Arthur Miller is one of the accomplished playwrights America has produced so far. In an interview he declares, “I could not imagine a theater worth my time that did not want to change the world, any more than a creative scientist could wish to prove validity of everything that is already known” (Williams, 2004, p. 50). His plays have been translated into various languages of the world. To his credit, he is not only a playwright but also a novelist, essayist and poet. He endeavored in his plays to portray the trauma and disgust resulting from the Wall Street Crash of 1929. His success as a playwright begins with one of his most widely known plays All My Sons (1947).
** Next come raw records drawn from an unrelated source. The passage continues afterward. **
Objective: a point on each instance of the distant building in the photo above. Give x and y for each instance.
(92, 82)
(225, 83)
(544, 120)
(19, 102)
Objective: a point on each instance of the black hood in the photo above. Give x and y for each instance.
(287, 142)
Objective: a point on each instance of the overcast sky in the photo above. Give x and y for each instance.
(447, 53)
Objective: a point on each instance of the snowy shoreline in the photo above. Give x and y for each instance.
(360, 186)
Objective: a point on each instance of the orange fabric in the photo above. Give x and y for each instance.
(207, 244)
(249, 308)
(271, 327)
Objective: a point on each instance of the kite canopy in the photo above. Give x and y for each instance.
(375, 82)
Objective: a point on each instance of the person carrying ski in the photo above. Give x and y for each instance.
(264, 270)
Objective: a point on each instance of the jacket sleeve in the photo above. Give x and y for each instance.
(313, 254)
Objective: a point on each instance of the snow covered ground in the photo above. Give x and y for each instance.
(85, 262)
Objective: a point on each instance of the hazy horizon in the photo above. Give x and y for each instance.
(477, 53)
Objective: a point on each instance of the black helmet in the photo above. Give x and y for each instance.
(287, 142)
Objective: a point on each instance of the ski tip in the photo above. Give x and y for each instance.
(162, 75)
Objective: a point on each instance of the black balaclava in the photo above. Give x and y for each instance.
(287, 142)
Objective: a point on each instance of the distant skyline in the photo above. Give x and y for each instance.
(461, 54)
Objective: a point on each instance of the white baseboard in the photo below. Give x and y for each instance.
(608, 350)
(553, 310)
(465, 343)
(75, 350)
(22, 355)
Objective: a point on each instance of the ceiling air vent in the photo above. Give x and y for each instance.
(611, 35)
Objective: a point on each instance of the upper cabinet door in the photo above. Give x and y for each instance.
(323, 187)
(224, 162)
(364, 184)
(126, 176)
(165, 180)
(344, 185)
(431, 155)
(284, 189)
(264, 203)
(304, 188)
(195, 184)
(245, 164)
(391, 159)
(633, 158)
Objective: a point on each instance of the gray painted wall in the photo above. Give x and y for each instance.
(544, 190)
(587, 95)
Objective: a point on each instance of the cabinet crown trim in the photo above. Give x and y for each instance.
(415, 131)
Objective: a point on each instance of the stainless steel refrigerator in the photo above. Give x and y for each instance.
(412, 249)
Betrayal and guilt are the themes which continue to dominate Miller’s plays one after the other. The chain started with All My Sons (1947) and continued in plays like Death of a Salesman (1949), The Crucible (1953), A View from the Bridge (1955), A Memory of Two Mondays (1955), After the Fall (1964), Incident at Vichy (1964), The Price (1968), The Creation of the World and Other Business (1972), The Archbishop’s Ceiling (1977), The American Clock (1980) and other later plays. Marilyn Berger is right when she comments:
... his [Miller’s] reputation rests on a handful of his best-known plays, the dramas of guilt and betrayal and redemption that continue to be revived frequently at theaters all over the world. These dramas of social conscience were drawn from life and informed by the Great Depression, the event that he believed had a more profound impact on the nation than any other in American history, except, possibly, the Civil War (Berger, 2005).
The intensity of these two elements of betrayal and guilt may vary in his plays, but it runs through all his plays as a motif of his entire career as a playwright of 20th century America. It is also important to note that his plays got more recognition in Europe and other continents than in America. As regards All My Sons it has been observed:
Central to the play is the theme of betrayal. Keller has glossed over his betrayal of society with the old argument that everybody has to take risks in business, but his failing becomes unmistakable when it has repercussions on the personal level (Gascoigne, 1967, p. 175).